Manganiello said:
Congrats on the retention bro!
Manganiello said:
- I think the issue is that she has a really cute face. Like it's one of those faces, and her makeup makes me just want to fuck her face all day lol. But... She's overweight. She's lost 30 lbs, but has another 30 lbs to go. So as much as I like getting a BJ, and making out with her we we bang. Whenever we're out I can't help but think. Do I really want to be with this girl?
Then don't commit to her. If you do, you will hate almost every second of it, it will make you feel like you are suffocating.
Manganiello said:
I am trying to improve retention. So maybe I just play off being a boyfriend and still see other girls and whatever happens, happens
I think this won't help you in the long term. You will have to learn sell the non-monogamous thing to the women you are with if you want a long-term exciting sex life and not just short phases. So this is a good practice ground to fiend off relationship advances.
Manganiello said:
- AND I think what makes all of this more complicated is she wants to see me every night it seems. I do not feel that way about her.
- I'm so new to this so I don't really know how to say "Look I'm not really into you that much rn." Without completely shutting her down.
This is obvious and I hope you know this article, but I'll post it just in case. It says meet once every 7 to twice every 10 days. Also the communication part cannot be stressed enough. LIMIT CONTACT.
https://www.goodlookingloser.com/entry/get-laid/retention-fuck-buddies
If you are at the point where
- you have clearly communicated that you don't want something exclusive
- and she says something like that she cannot do this casually because she has too many feelings for you in a way that suggest she might break it off
-> then you can even openly suggest that the two of you could for now limit yourself to seeing each other once a week because (say all of this explicitly) this prevents you from falling for each other too hard too quickly. This way you and her can handle your emotions better and keep going.
Do the same for limited communication as in the article.
In my opinion there is two types of girls:
1. the ones that are legit OK with having something casual
2. the ones that aren't legit OK with having something casual
For #1 girls my advice is the:
- Be open about your motivations. Explain to her why you would like to have the option to see other girls. More girls understand this than you would imagine.
- Ask her what aspect of it makes her feel bad. She will likely tell you it makes her feel insufficient, like she is not enough. Tell her that this does not mean that she is insufficient, that you generally would not enter a monogamous relationship, that you are generally an explorative person who needs variety.
For #2 girls my advice is:
- Play for time. These girls are usually still OK with sticking around for a while. Use the deferral tactics in Chris' article.

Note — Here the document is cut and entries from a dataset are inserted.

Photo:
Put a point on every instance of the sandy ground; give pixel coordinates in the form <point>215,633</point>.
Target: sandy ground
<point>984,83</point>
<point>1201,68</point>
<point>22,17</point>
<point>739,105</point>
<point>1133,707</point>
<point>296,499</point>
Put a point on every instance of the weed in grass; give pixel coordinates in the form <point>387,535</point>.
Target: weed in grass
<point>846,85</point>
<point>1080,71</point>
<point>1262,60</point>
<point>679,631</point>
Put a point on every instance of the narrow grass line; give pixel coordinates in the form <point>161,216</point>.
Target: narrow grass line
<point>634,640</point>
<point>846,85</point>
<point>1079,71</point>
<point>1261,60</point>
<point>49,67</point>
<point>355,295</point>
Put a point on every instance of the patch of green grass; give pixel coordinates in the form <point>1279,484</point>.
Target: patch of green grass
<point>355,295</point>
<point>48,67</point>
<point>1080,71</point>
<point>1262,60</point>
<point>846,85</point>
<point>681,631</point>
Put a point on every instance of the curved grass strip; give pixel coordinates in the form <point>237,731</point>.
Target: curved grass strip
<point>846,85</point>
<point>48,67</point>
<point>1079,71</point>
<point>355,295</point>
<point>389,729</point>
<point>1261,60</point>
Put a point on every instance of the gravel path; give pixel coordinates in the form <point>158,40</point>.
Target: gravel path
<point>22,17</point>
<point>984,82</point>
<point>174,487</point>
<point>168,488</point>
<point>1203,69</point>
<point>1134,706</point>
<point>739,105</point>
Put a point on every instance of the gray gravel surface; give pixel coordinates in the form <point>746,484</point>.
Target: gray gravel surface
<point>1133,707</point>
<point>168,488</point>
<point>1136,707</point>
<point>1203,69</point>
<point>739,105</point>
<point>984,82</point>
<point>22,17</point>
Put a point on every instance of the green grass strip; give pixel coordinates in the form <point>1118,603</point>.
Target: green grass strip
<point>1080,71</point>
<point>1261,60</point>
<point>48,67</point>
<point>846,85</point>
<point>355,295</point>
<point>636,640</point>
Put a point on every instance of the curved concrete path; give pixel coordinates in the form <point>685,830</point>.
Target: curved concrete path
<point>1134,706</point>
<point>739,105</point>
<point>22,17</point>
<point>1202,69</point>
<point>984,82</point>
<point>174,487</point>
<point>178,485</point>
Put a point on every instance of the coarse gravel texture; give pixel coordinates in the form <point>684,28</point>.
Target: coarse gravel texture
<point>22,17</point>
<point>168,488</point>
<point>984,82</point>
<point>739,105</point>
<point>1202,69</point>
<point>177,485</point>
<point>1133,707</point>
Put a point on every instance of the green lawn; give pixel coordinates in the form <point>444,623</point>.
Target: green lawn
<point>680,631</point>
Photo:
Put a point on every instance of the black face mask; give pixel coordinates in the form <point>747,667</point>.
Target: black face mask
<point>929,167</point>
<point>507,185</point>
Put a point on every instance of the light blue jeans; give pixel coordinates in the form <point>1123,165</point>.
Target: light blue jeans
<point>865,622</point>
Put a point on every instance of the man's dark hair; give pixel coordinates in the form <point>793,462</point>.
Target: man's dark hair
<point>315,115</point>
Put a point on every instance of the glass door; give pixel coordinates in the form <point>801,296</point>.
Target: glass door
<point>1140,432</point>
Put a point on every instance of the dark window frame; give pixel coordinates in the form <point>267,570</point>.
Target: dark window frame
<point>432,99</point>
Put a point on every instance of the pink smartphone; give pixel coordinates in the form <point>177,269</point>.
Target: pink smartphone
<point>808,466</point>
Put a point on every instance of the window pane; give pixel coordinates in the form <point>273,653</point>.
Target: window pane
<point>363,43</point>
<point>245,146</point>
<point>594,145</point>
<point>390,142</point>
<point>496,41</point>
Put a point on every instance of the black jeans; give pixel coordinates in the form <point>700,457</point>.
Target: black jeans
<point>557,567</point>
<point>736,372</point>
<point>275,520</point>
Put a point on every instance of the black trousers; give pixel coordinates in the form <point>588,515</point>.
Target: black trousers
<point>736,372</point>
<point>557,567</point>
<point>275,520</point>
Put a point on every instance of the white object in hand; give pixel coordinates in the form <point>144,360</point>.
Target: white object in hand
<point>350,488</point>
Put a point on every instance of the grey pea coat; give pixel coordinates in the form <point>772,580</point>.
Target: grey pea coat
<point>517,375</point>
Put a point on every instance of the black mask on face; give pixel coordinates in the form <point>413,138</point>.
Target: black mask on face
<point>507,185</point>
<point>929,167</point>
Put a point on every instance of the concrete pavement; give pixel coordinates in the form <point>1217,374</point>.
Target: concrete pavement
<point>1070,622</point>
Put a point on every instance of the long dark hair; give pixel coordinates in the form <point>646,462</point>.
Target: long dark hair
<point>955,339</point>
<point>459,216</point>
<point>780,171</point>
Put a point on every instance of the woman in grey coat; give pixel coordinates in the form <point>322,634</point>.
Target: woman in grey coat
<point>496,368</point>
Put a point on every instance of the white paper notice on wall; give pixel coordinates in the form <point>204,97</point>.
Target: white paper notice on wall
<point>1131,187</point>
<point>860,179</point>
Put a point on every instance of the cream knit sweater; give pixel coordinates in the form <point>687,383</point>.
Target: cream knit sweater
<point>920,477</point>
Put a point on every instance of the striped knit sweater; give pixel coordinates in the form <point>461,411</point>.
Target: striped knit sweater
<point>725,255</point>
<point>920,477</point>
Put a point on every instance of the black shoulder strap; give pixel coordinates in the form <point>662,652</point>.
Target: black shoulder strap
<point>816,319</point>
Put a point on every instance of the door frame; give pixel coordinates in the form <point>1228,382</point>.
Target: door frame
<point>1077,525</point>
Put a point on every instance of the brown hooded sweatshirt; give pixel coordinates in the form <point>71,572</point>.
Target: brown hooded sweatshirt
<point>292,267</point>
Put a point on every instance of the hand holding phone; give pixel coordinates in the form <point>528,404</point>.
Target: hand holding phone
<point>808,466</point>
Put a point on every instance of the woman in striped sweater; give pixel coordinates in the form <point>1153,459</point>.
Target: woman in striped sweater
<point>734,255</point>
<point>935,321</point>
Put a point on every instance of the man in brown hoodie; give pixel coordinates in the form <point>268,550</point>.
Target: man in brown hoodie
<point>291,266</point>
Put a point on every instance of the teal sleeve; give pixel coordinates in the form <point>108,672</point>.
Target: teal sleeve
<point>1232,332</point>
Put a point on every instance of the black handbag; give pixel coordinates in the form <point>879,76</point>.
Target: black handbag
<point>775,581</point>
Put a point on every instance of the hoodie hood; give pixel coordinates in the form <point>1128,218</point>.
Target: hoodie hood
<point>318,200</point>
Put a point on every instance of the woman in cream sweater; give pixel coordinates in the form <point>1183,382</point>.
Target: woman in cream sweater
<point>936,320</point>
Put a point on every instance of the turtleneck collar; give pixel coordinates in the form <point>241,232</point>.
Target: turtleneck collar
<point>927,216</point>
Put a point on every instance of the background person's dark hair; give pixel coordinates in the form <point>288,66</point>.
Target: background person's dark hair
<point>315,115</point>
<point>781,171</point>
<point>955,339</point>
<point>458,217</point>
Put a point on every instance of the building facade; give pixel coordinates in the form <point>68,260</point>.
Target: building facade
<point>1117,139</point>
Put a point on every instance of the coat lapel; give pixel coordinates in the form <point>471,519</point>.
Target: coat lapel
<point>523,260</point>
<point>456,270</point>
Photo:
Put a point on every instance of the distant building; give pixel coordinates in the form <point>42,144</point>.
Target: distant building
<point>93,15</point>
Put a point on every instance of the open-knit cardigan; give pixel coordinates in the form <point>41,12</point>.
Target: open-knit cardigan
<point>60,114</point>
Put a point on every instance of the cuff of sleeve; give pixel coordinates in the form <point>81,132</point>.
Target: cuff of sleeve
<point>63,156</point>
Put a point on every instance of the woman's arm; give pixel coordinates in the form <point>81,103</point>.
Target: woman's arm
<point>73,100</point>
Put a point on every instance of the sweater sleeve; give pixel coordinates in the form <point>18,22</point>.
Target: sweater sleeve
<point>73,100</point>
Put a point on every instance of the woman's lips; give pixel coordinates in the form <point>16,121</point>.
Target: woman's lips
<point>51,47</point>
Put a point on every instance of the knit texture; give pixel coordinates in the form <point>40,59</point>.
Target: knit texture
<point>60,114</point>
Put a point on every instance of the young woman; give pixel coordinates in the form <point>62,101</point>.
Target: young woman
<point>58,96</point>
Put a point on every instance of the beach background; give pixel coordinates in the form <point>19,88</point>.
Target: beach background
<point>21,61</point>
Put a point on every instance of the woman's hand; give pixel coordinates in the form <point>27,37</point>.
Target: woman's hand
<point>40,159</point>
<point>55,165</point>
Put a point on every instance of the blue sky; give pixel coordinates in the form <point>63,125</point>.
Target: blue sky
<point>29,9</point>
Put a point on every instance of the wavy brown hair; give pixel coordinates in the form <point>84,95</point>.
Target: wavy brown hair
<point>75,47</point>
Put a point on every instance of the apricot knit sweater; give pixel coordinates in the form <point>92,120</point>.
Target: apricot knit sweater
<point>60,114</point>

- Another great one is this: Tell her that you do not want to jump into relationships too quickly. You want to make sure that whoever you enter a relationship is a good fit and that this is something that takes time. That it is only possible to get to know someone once you have lived through some things over a span of time. That's why you have made the rule for yourself that you do not want to get into a closed relationship before getting to know someone for six months.
I don't know what type of girl yours is, you can probably judge this best. But it sounds to me that she might be a #2 girl.
There is another variation in what girls look for in casual/open relationships. They might want to be your main girl.
- This is something I am dealing with right now. They don't care so much about you having a ONS occasionally, but they do mind if you see a girl repeatedly. It makes them feel insecure about "where they stand".
- My theory is that this occurs with insecure girls that imagine your other fuckbuddies as better-looking than themselves. On top, she thinks you are too much of a player or too good to settle for her monogamously so instead this is her way of claiming you for herself.
- I'm not sure yet how this will pan out I have only tried it once just this week: Give her a rationale as why you want to see other girls repeatedly even though for her having a ONS with other guys is completely sufficient to fulfill all her desires. The rationale is that men and women are wired differently because of evolution. Women can only bear one child so the strategy is to get optimal genes. That's why they are content with being in a relationship but they have the desire for a quick bang with a super hot guy every once in a while. That way they have a carer for their child but the best available genes. For men however, there is no such limit on bearing one child. The desire that biology hardwired into their brains is that they want to have kids with as many attractive women as they can. Explain to her that this difference makes it hard to understand how she can matter a lot to you but you still have the desire to meet other women more than once.
- of course don't do this if she is a dogmatic lefty or SJW. The girl I'm banging votes for the Green party but is not so deep into the SJW theories so common sense resonated with her
Bonus advice:
You should do any relationship-status talk in person, not via text or phone. Texting/calling are inferior means of communication. Sensitive issues like this can lead to unfortunate miscommunications that derail fwb-settings in situations where it wouldn't be necessary. It's especially important to be able to get the full nuance in the counterparts communication in this case.